Re: [PATCH v7 4/9] KVM: Support dirty ring in conjunction with bitmap

2022-11-04 Thread Gavin Shan

Hi Oliver,

On 11/4/22 9:06 AM, Oliver Upton wrote:

On Fri, Nov 04, 2022 at 08:12:21AM +0800, Gavin Shan wrote:

On 11/4/22 7:32 AM, Oliver Upton wrote:

On Mon, Oct 31, 2022 at 08:36:16AM +0800, Gavin Shan wrote:

ARM64 needs to dirty memory outside of a VCPU context when VGIC/ITS is
enabled. It's conflicting with that ring-based dirty page tracking always
requires a running VCPU context.

Introduce a new flavor of dirty ring that requires the use of both VCPU
dirty rings and a dirty bitmap. The expectation is that for non-VCPU
sources of dirty memory (such as the VGIC/ITS on arm64), KVM writes to
the dirty bitmap. Userspace should scan the dirty bitmap before migrating
the VM to the target.

Use an additional capability to advertise this behavior. The newly added
capability (KVM_CAP_DIRTY_LOG_RING_WITH_BITMAP) can't be enabled before
KVM_CAP_DIRTY_LOG_RING_ACQ_REL on ARM64. In this way, the newly added
capability is treated as an extension of KVM_CAP_DIRTY_LOG_RING_ACQ_REL.

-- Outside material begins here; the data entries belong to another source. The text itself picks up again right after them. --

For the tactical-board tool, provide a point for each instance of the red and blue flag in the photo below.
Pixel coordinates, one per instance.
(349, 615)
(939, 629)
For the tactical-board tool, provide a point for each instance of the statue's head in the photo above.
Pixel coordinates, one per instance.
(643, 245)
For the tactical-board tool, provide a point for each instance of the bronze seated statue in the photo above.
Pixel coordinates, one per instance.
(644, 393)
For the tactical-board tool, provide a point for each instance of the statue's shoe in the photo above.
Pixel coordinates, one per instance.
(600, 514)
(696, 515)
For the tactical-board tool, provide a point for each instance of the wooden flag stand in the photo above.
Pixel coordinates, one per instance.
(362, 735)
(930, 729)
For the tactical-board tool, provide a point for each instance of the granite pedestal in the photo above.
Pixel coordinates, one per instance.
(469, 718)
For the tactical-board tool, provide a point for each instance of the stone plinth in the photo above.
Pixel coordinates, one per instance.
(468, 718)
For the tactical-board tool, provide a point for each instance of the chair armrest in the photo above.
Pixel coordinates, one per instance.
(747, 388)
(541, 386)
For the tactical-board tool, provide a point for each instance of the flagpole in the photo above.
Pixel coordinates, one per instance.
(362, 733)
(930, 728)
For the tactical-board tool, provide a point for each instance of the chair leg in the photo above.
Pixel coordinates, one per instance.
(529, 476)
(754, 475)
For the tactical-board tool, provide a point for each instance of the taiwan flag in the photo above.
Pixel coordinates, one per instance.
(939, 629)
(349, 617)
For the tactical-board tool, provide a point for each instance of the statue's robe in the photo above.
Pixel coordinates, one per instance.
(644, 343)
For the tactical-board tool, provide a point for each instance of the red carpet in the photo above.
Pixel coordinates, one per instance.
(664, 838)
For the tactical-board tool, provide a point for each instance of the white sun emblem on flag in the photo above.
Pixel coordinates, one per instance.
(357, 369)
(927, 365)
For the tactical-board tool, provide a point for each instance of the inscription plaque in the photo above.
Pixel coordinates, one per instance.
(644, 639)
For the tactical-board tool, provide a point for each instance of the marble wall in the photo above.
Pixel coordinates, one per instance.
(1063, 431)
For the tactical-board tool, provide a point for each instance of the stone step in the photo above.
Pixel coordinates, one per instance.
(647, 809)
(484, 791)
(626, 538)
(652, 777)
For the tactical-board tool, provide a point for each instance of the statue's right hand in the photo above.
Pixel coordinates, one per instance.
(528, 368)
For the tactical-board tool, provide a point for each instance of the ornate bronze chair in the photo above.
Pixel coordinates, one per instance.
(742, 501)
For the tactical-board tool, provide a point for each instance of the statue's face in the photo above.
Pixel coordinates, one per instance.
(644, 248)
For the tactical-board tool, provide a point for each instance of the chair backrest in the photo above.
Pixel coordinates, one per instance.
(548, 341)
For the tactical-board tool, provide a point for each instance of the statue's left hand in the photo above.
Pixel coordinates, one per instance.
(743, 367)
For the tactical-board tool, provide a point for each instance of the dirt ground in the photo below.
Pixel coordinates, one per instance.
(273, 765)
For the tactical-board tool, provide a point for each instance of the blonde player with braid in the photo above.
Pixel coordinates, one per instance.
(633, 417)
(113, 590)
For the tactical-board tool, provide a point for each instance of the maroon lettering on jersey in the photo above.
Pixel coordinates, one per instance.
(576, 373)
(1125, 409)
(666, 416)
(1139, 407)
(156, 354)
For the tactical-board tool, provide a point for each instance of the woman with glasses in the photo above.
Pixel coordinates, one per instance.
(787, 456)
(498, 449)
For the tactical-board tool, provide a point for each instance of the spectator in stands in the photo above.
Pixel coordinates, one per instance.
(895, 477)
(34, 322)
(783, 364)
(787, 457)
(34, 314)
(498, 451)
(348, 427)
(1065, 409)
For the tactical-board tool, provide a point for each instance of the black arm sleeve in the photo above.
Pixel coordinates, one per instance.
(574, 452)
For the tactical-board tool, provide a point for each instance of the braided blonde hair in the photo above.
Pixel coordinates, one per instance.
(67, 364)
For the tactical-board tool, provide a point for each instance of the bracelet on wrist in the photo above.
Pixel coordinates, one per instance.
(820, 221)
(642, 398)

Whatever ordering requirements we settle on between these capabilities
needs to be documented as well.

[...]



It's mentioned in 'Documentation/virt/kvm/api.rst' as below.

   After using the dirty rings, the userspace needs to detect the capability
   of KVM_CAP_DIRTY_LOG_RING_WITH_BITMAP to see whether the ring structures
   need to be backed by per-slot bitmaps. With this capability advertised
   and supported, it means the architecture can dirty guest pages without
   vcpu/ring context, so that some of the dirty information will still be
   maintained in the bitmap structure.

The description may be not obvious about the ordering. For this, I can
add the following sentence at end of the section.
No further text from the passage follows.